An instructor cannot be a slave to PowerPoint, but rather strive to master it
to accentuate his or her own personal style. Far too many instructors go from
being animated, interesting, and dynamic when “PowerPoint-less” to stiff,
boring, and forced with PowerPoint. (Unfortunately some also started that way!)
I
learned to teach with an outline, and even after teaching the same topic
repeatedly, carried an outline with me to refer to if (and when) I got stuck. The
students never saw what I wrote on it, they were notes that were meaningful
only to me. Now I have “cleaned up” my notes, and use the PowerPoint slides as
my outline. My knowledge fills in the gaps of the outline, the same way I used
to teach in the “pre-PowerPoint” days, yet I have the outline to refer to, and
more importantly, to keep me on track. Hopefully none of us would ever even
consider simply reading the textbook for our presentation, so don’t do it with
PowerPoint! This can be avoided by taking the time to…
Look at your
presentation!
Spell
check is just not enough here. Save your presentation. Walk away from it. Do
something non-EMS related (hopefully you can still remember something!) Then
come back to the presentation, and watch it. Don’t teach it, don’t look to put
cool text or sound effects in, but examine your slides. Would you enjoy seeing
them? What does your audience want from this class? Would you sit in a dark,
hot classroom next to the person who keeps sniffling and retain the basic
message? Are there so many words on the screen that even at your desk you have
to squint to read them? When you project this on the big screen, it doesn’t get
better! Use the slides as an outline… the fewer words the better! Your lecture
should NOT be written out on the slides! PowerPoint also has some cool effects,
but if you choose to make your words appear letter by letter, especially with a
long word, I have actually seen students start to stab themselves with their
pencils to ease the pain.
Another
important consideration is colors. A dark background with dark text results in
unreadable slides. I will often change the same lecture I teach at night to a
different color for a daytime session, simply for readability. If possible, go
to the classroom where you will teach and try the slides out. Sit in the back. This
gives you the best sense of the colors that read well.
If
you choose to use sounds, use them appropriately. When talking about lung sounds, put the sound of rales into your slide and discuss
the sound. The PowerPoint sound effect of an audience clapping and cheering at
the end of a slide show may not go over well if your presentation was a flop. Additionally,
put away the Emergency Squad 51 station tones. I mean it. Really.

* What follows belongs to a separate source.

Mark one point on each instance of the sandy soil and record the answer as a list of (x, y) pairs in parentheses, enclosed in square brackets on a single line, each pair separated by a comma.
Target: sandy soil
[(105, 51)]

We’ve all heard it. A million times.
Revise,
Revise, Revise!
I
recently wrote 5000+ PowerPoint slides for the Emergency Care text book (Limmer, O’Keefe, & Dickinson
through Brady Publishing). This was the 10th edition of the book. Now
I’ll be honest, not a whole lot has changed in how to stop a wound from
bleeding to require ten editions, but our audience sure has changed! Students
want up-to-date information, pictures, and research. I can’t imagine trying to
teach an EMT class with the stone tablets I learned from, so don’t let your
PowerPoint slides become stagnant. Revise before the class, and then after the
class, taking what went well and what didn’t, and revising your slides again. I
have lectures I have taught 20 times or more, and I have 20 still improving
versions of it!
“Everything
in moderation” can sum up PowerPoint. Teach what you know. Teach in the way you
know how to teach. Review what it is you are teaching, and then revise it to make
it better. This takes times to do, and effort on your part, but I for one enjoy
teaching, and PowerPoint helps me to be better at it.